Jeffrey R. Holland imparted some wise marriage counsel on his Facebook page:
“Keep a sense of humor in your marriage, because you can’t survive without it. You’re going to have to laugh at some of the problems and some of your reactions and some of your spouse’s reactions.
You’re going to have to see the bright side of things. I’ve always tried to do that with Pat and she with me.
But also, in marriage, there is nothing tentative. We must sit down, buckle up, and get on the road. Do not leave yourself an escape route.
Don’t say every 20 minutes, “Well, I’m not as excited about this as I thought I’d be! This isn’t how they told me it would be.”
It’s not fair to anybody—it’s not fair to you, it’s not fair to your spouse, it’s not fair to God—for you to keep asking that question. We ask it once, in a sense, when we make the decision to marry, and then we buckle down and stay true to our eternal covenants.
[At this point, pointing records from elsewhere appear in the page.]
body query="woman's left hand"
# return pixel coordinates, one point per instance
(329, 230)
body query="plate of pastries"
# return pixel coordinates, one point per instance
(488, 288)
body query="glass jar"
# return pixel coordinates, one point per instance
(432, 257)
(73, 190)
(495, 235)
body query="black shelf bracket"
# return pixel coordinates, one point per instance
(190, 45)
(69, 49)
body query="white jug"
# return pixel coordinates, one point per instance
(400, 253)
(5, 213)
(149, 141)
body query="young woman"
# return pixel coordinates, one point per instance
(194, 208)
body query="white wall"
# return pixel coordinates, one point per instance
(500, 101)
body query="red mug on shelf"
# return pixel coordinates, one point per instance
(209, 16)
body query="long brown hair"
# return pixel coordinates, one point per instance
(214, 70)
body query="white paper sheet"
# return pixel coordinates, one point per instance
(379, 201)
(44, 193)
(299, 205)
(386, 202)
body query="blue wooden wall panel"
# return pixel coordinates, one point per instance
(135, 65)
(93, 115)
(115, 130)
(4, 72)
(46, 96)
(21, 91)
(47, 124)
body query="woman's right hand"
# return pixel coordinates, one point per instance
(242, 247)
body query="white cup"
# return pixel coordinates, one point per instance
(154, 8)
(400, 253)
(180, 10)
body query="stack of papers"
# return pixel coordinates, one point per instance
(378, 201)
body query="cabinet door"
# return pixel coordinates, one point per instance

It is a gospel truth that you can make the marriage you want. That’s the issue of agency. It doesn’t mean that bad days won’t come, because they will. It doesn’t mean there isn’t going to be sorrow and sadness and arguments, some highs and lows, and some things that don’t work out. That’s life.
I would not want anyone to misinterpret what I’m saying—I realize there may be an abusive or violent situation giving a legitimate reason to get out of a marriage. When there is a legitimate exception, you’ll know, your priesthood leaders will know, and God will know.
It is a gospel truth that you can make the marriage you want.
But the rule is, you work and pray and serve and love and laugh and forgive and hang in there. That’s the rule. You can make the marriage you want. That is a gospel truth.”